9. A drone identification system, characterized in that, The system employs a drone identification method as described in any one of claims 1-8, comprising a data acquisition module, a relationship model establishment module, and a situation determination and identification method selection module; The data acquisition module collects basic information about the target area, divides the dangerous time periods of the target area based on the attributes of the target area, obtains the theoretical limit recognition boundary distance between the dangerous time periods and the normal time periods, collects the types of UAV recognition methods and historical recognition records of the target area, establishes a UAV recognition basic information database, and records the dangerous time periods and basic data of UAV recognition methods in the target area. The relationship model building module, based on the historical identification records of UAV identification methods in the target area, constructs a relationship model between the distance of suspicious targets and the identification success rate under different weather conditions for different single identification methods and combined identification methods.

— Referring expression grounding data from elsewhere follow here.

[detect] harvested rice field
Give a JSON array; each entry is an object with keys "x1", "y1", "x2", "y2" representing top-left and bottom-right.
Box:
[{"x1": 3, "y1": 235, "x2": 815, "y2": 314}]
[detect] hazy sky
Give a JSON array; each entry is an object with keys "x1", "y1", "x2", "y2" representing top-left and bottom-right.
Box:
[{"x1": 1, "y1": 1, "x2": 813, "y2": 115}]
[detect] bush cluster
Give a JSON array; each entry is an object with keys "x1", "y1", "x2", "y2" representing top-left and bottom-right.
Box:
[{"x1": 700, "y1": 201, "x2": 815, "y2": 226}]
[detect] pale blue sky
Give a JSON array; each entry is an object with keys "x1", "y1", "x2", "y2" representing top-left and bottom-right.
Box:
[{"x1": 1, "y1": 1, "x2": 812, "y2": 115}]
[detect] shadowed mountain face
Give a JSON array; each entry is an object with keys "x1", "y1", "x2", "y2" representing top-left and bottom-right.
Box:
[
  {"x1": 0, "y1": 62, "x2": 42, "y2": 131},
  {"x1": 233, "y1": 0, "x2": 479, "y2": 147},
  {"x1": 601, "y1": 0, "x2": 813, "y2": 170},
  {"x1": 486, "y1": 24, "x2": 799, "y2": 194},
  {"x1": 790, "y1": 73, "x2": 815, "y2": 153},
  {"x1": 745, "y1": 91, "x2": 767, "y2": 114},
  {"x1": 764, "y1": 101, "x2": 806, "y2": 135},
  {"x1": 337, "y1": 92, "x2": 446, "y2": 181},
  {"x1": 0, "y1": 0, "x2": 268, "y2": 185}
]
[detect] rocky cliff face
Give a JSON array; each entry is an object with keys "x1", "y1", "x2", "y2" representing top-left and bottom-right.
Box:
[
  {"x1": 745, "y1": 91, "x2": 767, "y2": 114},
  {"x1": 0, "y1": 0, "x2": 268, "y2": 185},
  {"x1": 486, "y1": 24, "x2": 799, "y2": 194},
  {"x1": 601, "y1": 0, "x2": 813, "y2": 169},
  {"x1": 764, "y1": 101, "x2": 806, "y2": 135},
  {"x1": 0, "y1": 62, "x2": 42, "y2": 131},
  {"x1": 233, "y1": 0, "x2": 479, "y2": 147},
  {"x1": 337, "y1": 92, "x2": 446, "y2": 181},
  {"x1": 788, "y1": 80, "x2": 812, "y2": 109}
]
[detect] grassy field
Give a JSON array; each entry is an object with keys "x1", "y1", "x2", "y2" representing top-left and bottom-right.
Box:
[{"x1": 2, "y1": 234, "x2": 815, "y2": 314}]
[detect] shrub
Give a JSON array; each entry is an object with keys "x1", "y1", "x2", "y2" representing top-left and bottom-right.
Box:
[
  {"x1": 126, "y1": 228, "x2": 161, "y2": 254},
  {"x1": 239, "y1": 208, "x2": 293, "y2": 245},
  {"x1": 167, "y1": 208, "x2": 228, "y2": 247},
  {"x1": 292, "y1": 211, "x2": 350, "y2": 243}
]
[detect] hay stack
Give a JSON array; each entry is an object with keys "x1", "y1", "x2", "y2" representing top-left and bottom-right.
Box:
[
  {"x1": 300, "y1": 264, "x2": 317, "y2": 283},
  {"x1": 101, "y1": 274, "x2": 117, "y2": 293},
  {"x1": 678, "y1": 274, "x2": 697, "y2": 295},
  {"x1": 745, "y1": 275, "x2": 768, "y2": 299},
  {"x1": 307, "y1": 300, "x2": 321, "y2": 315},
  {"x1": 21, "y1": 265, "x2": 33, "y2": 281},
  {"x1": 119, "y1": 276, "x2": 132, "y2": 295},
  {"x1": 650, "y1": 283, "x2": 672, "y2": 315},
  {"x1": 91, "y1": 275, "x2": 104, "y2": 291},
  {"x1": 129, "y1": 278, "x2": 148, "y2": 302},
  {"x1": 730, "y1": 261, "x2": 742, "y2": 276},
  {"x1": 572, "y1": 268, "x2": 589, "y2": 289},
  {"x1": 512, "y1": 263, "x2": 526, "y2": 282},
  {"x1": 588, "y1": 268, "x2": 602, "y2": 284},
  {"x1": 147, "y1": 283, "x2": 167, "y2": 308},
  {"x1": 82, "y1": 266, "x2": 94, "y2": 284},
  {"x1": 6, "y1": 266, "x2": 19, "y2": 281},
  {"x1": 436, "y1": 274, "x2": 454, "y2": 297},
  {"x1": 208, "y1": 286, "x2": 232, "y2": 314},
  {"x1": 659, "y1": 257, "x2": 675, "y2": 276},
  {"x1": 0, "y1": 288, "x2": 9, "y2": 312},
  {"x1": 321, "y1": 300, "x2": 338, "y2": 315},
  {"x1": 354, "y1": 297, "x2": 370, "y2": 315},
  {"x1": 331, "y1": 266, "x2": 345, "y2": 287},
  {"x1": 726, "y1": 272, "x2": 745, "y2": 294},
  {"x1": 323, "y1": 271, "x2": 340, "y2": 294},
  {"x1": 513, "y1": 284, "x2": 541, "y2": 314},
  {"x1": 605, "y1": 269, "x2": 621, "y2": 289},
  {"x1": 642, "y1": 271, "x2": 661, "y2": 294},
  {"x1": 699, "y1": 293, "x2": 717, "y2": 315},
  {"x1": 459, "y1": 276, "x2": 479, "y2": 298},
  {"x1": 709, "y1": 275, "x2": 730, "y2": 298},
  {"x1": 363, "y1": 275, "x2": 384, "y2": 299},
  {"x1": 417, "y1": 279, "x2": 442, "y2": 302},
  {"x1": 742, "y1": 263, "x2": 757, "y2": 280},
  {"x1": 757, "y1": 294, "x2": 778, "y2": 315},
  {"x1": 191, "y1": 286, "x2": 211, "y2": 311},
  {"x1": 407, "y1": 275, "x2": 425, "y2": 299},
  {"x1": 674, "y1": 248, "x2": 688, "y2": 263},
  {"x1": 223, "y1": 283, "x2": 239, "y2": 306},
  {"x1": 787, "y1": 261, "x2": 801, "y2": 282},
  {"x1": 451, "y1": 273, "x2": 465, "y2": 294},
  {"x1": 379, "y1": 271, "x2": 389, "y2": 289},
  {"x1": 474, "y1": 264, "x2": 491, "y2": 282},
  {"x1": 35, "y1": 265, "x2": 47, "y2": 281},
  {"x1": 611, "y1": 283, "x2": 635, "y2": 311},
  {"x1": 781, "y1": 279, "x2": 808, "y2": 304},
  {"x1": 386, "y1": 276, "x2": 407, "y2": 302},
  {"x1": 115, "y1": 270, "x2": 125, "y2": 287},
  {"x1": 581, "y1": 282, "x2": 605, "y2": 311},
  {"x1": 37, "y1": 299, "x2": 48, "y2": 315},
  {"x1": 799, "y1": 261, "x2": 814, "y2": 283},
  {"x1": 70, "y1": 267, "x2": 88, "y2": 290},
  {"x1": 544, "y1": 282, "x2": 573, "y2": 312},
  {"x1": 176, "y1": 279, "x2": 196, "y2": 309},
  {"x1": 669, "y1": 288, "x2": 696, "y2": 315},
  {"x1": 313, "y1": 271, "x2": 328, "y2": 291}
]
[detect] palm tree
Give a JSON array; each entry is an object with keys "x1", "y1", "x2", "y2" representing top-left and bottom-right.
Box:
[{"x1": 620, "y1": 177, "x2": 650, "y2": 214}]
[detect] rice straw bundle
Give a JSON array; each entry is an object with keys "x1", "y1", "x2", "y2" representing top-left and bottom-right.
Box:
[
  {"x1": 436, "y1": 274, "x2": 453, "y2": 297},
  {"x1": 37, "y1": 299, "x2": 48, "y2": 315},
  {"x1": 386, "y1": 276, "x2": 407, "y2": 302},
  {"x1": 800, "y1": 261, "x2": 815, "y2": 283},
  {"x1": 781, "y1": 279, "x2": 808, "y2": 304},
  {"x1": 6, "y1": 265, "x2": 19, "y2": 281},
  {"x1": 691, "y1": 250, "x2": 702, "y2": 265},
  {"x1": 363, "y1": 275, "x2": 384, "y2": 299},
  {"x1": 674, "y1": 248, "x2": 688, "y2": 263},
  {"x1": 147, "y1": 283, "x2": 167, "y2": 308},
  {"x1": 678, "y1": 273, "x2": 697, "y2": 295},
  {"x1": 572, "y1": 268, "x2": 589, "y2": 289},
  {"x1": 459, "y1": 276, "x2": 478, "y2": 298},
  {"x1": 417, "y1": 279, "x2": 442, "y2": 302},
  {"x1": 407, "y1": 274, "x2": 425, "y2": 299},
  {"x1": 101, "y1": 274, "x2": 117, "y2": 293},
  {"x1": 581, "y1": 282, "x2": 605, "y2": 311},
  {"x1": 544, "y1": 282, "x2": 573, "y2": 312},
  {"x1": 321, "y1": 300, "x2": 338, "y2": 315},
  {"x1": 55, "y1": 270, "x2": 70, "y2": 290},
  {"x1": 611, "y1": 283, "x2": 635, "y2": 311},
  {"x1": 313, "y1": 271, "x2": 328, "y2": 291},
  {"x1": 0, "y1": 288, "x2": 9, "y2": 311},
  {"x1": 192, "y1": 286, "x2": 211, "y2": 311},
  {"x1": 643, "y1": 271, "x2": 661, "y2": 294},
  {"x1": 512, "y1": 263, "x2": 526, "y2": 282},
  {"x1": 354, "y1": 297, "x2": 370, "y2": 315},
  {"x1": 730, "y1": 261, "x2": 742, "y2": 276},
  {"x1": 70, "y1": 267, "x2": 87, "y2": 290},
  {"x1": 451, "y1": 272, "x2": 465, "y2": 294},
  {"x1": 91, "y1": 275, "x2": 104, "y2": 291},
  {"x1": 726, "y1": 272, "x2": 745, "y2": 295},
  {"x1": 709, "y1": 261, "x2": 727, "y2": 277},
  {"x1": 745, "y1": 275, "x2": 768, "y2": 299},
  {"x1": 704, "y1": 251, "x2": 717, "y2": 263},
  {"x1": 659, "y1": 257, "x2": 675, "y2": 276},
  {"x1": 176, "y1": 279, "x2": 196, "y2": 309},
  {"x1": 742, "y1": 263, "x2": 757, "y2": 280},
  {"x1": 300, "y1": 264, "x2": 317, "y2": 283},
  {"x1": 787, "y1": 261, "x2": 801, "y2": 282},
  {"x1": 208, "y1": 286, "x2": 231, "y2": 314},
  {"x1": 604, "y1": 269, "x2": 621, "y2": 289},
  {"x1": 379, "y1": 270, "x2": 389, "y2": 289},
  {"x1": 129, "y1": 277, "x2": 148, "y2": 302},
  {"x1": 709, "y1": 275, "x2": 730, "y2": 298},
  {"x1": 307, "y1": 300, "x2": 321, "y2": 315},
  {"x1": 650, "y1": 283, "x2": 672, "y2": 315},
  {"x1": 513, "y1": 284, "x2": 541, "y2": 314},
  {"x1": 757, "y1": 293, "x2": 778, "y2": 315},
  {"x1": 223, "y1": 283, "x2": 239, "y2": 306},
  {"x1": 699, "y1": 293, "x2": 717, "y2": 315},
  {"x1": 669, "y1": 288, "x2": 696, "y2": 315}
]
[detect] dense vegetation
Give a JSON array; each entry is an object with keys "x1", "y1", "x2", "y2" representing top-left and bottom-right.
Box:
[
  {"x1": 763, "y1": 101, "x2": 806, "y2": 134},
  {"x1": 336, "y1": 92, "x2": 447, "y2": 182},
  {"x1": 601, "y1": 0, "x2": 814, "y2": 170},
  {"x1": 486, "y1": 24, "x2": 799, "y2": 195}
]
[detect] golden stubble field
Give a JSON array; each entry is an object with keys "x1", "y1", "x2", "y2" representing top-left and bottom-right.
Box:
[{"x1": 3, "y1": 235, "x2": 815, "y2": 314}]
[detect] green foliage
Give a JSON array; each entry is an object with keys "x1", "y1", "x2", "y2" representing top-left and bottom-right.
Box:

It obtains the relationship between the target distance and the identification success rate of single identification methods and combined identification methods under different weather conditions, and calculates the current usage cost of different methods. The situation determination and identification method selection module compares and determines the initial detection distance and theoretical limit identification boundary distance of the current suspicious target based on the initial detection distance, theoretical limit identification boundary distance, and weather conditions, as well as the target distance, success rate, and cost of different single and combined identification methods. Based on the determination result, it selects a utility function to output the current optimal determination distance and identification method for UAV identification of the suspicious target.